Billy is a hard character to like: he’s a deplorable human being, the real scum-of-the-earth type guy who your parents probably warned you about, and an excruciatingly annoying man-child. The opening of the film sees Billy leaving prison in the middle of a cold winter. He moves around in an awkward fashion: he’s got to pee. Gallo then spends about ten minutes of Billy crossing his legs and pouting to people about a bathroom and manages to set himself up there – or so we thought. It’s after Billy meets (and kidnaps) Layla and brings her to his parents do we start to get the full story: Billy was shaped by his environment, cloaked in a cold embrace and chilling demeanor. Billy was abused by his parents – physically, mentally, emotionally, it all checks out – and struggles with that: he hates his parents, but wants to please them, too. He really doesn’t know what the hell he wants – he’s a wanderer in a world he doesn’t recognize. So, in order to protect himself, he becomes detached and cold, both spiteful and fearful of life.

It’s at this moment (specifically the motel sequence) does it really hit me: in no ways am I truly a deplorable person, but Billy and I share similarities. I’m an extremely cynical and cold person, something that’s grown within me over the past few years; long ago, I was someone who was warm, easy to talk to, and extremely optimistic.
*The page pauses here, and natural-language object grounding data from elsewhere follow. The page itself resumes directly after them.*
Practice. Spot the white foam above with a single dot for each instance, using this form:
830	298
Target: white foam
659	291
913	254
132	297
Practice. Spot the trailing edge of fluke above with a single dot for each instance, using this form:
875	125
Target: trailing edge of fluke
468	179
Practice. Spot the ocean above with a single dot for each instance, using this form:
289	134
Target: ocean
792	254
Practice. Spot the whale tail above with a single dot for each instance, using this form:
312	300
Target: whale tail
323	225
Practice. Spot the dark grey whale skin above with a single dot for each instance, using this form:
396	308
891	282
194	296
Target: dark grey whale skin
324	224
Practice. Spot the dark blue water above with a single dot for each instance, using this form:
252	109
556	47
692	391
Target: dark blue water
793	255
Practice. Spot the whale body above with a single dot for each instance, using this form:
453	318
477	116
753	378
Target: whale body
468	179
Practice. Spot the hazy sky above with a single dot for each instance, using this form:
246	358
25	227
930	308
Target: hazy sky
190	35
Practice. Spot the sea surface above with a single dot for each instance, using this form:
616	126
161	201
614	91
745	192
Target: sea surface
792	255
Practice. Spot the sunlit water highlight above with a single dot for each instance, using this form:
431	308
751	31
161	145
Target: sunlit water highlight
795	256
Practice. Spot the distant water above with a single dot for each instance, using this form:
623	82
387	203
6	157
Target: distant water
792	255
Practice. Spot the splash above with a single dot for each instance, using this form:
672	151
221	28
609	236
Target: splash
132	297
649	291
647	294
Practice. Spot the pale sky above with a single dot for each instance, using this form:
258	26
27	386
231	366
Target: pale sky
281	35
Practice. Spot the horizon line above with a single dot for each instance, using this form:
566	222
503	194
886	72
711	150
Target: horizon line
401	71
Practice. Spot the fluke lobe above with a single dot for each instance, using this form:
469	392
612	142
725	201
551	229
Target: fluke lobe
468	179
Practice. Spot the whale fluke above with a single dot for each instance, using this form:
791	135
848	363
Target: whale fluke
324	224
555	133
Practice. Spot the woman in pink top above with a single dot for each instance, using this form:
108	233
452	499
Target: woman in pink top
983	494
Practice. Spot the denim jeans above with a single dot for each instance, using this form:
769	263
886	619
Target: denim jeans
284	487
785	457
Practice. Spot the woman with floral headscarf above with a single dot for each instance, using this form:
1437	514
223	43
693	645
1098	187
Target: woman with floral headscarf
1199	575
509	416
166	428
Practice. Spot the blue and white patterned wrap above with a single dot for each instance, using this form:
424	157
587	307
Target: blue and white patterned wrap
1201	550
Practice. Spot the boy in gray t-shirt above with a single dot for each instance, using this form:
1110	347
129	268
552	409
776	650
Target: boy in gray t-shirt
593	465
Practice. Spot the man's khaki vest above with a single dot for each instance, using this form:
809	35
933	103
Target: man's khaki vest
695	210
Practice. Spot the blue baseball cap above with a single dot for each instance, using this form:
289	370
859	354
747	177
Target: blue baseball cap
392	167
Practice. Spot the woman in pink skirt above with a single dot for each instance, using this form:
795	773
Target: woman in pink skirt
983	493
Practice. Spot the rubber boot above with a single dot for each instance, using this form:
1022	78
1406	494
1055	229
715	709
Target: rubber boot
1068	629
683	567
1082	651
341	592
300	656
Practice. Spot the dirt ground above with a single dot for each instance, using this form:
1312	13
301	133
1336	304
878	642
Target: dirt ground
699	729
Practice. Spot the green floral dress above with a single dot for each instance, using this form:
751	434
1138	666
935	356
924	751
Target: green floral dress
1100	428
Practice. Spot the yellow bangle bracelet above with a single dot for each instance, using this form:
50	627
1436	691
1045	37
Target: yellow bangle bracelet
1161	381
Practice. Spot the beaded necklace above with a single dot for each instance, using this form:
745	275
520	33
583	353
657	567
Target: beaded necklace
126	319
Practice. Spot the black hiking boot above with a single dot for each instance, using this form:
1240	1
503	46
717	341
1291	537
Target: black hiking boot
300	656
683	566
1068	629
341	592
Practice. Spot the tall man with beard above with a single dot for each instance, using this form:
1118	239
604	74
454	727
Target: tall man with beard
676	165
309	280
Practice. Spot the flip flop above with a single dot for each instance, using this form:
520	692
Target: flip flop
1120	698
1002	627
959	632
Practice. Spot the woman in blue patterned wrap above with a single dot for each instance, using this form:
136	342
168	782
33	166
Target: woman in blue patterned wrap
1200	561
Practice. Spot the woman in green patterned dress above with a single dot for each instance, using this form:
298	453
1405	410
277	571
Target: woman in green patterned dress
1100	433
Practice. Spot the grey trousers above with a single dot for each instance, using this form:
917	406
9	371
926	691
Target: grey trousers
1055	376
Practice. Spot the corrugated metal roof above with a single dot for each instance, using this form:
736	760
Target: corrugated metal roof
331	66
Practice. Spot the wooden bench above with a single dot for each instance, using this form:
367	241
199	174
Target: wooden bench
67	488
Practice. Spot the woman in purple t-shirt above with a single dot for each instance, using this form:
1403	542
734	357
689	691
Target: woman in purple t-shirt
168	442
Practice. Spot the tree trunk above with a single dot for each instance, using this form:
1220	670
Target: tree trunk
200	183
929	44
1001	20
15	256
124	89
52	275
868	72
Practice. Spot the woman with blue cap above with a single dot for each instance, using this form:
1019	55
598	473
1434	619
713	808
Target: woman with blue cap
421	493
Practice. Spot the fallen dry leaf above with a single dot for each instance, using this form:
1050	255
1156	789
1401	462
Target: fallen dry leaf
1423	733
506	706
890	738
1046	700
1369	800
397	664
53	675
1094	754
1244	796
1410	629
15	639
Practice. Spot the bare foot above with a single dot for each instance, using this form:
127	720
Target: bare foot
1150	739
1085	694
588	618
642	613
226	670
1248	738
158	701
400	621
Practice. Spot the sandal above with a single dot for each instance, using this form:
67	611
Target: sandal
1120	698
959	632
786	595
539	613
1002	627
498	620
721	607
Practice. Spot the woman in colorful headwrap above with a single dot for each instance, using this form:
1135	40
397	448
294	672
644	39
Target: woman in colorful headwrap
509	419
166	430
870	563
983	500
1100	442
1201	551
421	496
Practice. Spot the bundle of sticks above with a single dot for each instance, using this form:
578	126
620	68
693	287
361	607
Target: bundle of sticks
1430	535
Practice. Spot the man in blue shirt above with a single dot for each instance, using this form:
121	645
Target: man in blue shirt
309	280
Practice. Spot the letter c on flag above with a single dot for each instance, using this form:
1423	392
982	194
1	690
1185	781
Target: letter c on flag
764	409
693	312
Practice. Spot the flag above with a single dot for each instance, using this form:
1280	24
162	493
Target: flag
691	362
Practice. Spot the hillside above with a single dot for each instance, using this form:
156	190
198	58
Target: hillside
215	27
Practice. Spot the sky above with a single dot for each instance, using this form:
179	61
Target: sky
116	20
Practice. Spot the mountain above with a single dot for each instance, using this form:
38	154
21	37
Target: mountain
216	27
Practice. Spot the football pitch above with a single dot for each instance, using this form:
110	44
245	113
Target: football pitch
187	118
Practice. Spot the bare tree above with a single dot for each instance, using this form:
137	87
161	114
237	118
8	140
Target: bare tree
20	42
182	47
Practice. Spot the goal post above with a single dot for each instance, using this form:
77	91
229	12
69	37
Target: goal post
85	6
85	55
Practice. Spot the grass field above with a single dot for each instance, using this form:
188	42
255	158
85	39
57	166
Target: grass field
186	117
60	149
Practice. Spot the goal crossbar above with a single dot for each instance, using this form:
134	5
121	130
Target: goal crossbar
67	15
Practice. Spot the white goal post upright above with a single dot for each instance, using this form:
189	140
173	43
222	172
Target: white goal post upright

Through events and times in my life, I’ve slowly become this person I really don’t recognize. I’m cold and detached, but it’s not something I’m proud of; I'm also immature and find myself getting annoyed by people and typically people who’re positive – it’s so strange, but true. Billy is a character who feels so spiteful of himself: he, like me, hates himself, but it’s the only way he knows how to operate. He’s afraid to connect to people, so he becomes this horrible human being. We cannot let the past go, even if we want it to die so horribly.

The ending is oddly happy: Billy’s finally starting to cope with the pain that molded him and realizes that allowing it to shape him is ruining him. The final few minutes are some of the happiest moments in a film – Billy moves around in an almost dance-like motion, like having a skip in his walk. A smile cracked on his face with some sort of optimistic light gleaming on him. He races to a donut shop to get Layla a hot chocolate and sees a heart-shaped cookie and chooses to buy it for her. It’s a small thing but I feel like Gallo is saying that people like Billy will eventually see some sort of hope – in this moment, it’s a growth that we’d thought we’d really never see in Billy. It’s so weird seeing this and “The Brown Bunny” and how tonally different they are and it feels like they’re mirroring Gallo at different points in his life: this one is the optimistic, “The Brown Bunny” is the one that saw right through the optimism. Both tragic in their own way.

When the fuck are we getting “Promises Written in Water” and “April?” Someone needs to get those in the public as soon as possible.